La somme de recherches faites par l'auteur est considérable. Il s'est pas borné à consulter les principaux dépôts publics de Paris, la Bibliothèque nationale dont les acquisitions les plus récentes, comme les cartons les plus ignorés du Cabinet des Titres lui sont familiers, les Archives nationales, le Dépôt de la Guerre et la source si riche et jusqu'à ces dernières années inexplorable des Archives des Affaires étrangères que M. Faugère gardait plus sévèrement encore que le Cerbère de la Fable. Les minutiers de plusieurs notaires de Paris, les chroniques manuscrites de ces bourgeois provinciaux, comme les De Haussy, de Péronne, les terriers et les archives particulières, M. J. Lair paraît avoir tout vu, tout mis en œuvre et, si nous avions quelques chicanes à lui adresser, ce ne pourrait être que pour quelques interprétations de noms de lieux et encore peut-être craindrions-nous de nous trouver battus, après l'avoir vu suivre sur les remparts de Nantes les traces du cardinal de Retz et examiner des hauteurs voisines de Pignerol les signaux que Foucquet aurait pu recevoir de ses affidés.
I
Nicolas Foucquet appartient à une famille connue depuis le milieu du xve siècle en Anjou et dont le premier représentant prit une part active aux guerres contre les Anglais sous Charles VII. Ses descendants se fixèrent à Angers, puis en Bretagne et à Paris.
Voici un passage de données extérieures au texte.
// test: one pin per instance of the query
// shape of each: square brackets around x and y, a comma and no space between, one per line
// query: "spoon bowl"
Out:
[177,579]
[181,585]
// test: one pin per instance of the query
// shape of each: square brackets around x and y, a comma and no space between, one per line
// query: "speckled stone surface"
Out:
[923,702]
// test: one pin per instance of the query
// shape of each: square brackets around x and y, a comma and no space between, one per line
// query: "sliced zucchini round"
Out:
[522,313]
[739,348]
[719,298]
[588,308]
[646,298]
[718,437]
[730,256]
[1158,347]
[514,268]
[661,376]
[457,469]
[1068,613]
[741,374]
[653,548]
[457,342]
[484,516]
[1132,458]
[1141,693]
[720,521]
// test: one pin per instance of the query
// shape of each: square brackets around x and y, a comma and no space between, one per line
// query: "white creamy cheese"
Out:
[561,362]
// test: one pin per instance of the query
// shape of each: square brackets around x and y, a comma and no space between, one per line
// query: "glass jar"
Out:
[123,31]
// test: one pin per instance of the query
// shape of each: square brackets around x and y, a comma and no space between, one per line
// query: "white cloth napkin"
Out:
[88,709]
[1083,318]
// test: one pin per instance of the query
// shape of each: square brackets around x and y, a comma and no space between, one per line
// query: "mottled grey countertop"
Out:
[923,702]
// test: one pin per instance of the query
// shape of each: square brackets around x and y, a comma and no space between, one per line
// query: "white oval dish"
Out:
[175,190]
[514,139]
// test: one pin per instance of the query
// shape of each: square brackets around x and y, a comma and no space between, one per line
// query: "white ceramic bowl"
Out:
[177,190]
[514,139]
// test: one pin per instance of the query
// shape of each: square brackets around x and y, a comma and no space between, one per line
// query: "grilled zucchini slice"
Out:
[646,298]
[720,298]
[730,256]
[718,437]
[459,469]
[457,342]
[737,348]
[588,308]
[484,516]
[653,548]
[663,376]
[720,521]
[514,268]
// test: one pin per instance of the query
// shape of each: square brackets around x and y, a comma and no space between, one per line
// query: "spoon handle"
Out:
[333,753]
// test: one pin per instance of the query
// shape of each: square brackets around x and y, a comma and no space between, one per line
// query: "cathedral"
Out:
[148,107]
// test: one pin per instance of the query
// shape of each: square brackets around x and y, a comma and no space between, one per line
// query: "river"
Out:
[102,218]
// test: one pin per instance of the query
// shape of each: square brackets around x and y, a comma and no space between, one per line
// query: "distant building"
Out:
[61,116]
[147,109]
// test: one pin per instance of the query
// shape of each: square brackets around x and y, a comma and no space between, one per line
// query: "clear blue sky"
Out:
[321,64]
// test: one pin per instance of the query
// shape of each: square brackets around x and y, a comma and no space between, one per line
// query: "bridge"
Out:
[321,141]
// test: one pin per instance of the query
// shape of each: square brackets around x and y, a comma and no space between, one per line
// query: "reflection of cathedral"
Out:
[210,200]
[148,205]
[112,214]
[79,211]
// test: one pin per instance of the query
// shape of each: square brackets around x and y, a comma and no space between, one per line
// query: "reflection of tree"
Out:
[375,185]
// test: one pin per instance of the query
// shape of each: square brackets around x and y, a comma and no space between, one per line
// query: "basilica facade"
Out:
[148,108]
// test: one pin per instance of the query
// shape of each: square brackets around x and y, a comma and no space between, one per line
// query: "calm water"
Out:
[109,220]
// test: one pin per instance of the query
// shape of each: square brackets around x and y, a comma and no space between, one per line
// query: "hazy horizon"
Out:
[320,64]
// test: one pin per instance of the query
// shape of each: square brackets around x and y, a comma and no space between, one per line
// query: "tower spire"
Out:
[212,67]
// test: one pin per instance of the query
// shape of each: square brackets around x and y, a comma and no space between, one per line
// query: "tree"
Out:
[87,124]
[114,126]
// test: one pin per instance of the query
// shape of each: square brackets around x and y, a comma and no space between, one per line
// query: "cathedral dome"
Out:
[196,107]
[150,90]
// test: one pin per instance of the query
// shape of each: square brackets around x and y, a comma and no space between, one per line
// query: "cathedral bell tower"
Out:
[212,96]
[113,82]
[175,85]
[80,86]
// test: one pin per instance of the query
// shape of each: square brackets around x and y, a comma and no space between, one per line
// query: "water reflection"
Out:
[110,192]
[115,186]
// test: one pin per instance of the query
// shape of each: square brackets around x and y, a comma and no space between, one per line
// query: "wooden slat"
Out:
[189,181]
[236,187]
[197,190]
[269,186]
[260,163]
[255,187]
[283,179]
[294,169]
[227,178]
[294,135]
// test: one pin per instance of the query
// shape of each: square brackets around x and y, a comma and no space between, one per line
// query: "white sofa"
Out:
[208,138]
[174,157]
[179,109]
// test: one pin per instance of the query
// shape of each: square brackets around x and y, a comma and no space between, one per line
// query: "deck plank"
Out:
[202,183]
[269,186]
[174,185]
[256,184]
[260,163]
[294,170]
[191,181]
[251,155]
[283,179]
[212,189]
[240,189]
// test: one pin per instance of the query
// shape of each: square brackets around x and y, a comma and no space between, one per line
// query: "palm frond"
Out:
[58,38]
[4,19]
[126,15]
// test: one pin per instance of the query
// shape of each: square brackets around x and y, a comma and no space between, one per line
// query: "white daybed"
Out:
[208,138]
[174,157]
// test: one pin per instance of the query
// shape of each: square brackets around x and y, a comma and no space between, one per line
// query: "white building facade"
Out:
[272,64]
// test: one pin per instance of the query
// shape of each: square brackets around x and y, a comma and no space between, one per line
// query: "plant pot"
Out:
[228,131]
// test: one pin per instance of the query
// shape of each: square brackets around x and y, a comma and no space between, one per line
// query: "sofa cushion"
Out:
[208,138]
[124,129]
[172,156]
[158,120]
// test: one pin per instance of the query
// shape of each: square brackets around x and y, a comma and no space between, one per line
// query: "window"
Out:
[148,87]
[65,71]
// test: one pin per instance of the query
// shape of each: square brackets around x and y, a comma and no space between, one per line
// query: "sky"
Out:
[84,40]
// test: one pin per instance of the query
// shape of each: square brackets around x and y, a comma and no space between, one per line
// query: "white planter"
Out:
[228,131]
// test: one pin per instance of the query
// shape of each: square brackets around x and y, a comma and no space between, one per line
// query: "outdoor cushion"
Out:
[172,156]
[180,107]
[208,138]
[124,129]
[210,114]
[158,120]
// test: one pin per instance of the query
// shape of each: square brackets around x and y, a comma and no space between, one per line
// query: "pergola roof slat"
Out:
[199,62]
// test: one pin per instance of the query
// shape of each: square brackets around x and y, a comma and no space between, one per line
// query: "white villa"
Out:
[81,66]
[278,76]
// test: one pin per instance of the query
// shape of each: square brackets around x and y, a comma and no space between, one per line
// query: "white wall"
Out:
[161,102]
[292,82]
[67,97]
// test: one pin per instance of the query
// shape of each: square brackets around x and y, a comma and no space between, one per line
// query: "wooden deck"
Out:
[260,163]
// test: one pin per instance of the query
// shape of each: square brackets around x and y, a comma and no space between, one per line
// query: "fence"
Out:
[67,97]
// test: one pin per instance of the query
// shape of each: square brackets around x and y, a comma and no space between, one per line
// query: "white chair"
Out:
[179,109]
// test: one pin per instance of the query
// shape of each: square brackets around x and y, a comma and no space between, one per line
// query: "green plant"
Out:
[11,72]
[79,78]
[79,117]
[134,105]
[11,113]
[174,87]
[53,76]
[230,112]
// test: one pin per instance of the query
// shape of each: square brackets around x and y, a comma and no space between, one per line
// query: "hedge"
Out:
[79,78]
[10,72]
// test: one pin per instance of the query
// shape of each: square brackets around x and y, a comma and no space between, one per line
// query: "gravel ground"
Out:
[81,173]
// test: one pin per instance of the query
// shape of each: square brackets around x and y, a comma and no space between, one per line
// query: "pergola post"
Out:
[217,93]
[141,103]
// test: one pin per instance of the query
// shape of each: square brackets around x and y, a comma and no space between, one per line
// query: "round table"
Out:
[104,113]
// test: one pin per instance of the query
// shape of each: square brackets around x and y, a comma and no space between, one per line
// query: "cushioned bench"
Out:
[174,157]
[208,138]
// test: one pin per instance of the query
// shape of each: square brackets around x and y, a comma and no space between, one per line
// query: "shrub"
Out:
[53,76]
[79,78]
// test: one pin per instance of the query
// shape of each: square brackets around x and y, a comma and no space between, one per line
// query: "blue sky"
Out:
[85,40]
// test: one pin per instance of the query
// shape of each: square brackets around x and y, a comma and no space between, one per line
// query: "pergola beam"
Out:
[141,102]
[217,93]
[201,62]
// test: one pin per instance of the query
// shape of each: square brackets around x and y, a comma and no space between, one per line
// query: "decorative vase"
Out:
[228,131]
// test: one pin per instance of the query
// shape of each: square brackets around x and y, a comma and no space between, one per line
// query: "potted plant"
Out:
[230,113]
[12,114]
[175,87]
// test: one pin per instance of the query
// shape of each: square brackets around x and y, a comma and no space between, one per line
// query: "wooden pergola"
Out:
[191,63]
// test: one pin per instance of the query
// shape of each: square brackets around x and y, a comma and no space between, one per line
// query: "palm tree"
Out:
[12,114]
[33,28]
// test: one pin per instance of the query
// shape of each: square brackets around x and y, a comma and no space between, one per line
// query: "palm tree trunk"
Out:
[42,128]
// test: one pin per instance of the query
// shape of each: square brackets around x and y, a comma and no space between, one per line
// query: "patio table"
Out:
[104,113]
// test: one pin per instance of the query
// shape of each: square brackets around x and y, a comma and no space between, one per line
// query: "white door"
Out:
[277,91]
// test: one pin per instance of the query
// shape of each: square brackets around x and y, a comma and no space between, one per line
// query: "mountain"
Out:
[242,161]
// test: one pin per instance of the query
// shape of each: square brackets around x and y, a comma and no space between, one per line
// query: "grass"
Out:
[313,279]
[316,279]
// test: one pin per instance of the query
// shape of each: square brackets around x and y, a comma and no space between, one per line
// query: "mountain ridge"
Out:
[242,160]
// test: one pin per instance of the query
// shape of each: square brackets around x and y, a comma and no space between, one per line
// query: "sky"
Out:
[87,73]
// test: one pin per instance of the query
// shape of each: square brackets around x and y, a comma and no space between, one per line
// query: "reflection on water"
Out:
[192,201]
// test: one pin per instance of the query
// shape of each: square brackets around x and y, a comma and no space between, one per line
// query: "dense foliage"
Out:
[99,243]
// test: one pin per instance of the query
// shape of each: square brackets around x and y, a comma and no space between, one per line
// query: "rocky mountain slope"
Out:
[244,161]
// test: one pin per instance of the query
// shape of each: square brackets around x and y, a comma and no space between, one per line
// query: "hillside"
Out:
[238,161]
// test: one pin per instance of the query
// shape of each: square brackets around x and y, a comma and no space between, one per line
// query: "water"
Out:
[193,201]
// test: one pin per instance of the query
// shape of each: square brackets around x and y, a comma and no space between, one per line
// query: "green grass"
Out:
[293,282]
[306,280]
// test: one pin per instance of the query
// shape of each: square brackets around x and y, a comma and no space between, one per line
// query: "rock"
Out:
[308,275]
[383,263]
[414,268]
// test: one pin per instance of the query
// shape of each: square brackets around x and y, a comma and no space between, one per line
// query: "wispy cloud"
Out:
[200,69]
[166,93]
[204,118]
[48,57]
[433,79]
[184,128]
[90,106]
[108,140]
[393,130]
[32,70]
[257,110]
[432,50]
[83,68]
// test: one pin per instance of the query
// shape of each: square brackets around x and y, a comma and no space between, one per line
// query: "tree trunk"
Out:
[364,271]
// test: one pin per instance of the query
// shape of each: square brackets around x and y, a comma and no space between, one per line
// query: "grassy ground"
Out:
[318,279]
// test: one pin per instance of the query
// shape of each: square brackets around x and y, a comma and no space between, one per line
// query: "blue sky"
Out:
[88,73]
À la fin du xvie siècle, on les voit siéger dans les parlements de Paris et de Bretagne.
Le père de Nicolas, François, épousa une Maupeou; il devint maître des requêtes puis conseiller d'État et fut un des collaborateurs de Richelieu pour la réorganisation de la marine. Il fit partie de cette compagnie des Cent-Associés qui devint plus tard la compagnie des Îles d'Amérique et dont, soixante ans après, sa veuve conservait encore les actions depuis longtemps dépréciées. C'était le Panama du temps.
Au cours d'une mission en Bretagne, François Foucquet fut désigné par Louis XIII pour faire partie d'une Chambre de Justice, juridiction exceptionnelle appelée à juger surtout les crimes de lèse-majesté et de concussion. Celle-ci condamna et fit exécuter le prince de Chalais. Moins d'un demi-siècle après, une autre Chambre de Justice devait à son tour condamner Nicolas Foucquet, enlevé à ses juges naturels par l'hostilité de Colbert et par la haine postume de Mazarin, et «des flots du sang de Chalais dont Richelieu fut couvert, une goutte retomba sur François Foucquet et ses enfants!»
Né en 1615, élevé chez les Jésuites et destiné d'abord à entrer dans les ordres, Nicolas était à dix-huit ans conseiller au parlement de Metz. Maître des requêtes deux ans plus tard, il appartenait à ce corps à la fois administratif et judiciaire, dont, à Paris une partie des membres jugeaient, aux Requêtes de l'Hôtel, les affaires et les questions d'offices, ou siégeaient au Parlement, tandis que d'autres, vraie pépinière d'une administration encore en enfance, remplissaient les fonctions d'intendants de police, justice et finance, dans les provinces ou celles d'intendants et de commissaires du Roi aux armées.
C'est seulement à la veille de la Fronde que commence réellement le rôle de Foucquet. Jusque là, envoyé tantôt à Grenoble, tantôt en Catalogne et en Flandre, ou chargé de présider à Paris des commissions financières, il n'avait pas été mêlé à la politique générale et n'avait été appelé à occuper que des postes secondaires.
II
Désigné au début de la Fronde pour remplir les fonctions nouvellement créées et encore mal définies d'Intendant de Paris, Foucquet se trouva, par ses origines et par cette nomination, engagé dans le parti royal, bien qu'il ne cessât pas cependant de siéger à la grande chambre du Parlement parmi les maîtres des requêtes. Mais la situation ne tarda pas à s'aggraver, le parlement fit de beaux projets de réforme et notamment supprima les intendants, mesures auxquelles Mazarin répondit en proposant de supprimer le paiement des rentes, afin d'avoir plus d'argent disponible pour faire subsister les services publics.
Il faudrait entrer ici, avec M. Lair, dans un examen détaillé des procédés financiers mis en œuvre dans les premières années du règne de Louis XIV et continués malgré lui par Foucquet, pour expliquer la disgrâce du surintendant des finances Émery et les précautions prises par son associé Particelli pour mettre à l'abri des recherches du Cardinal la cassette aux reçus.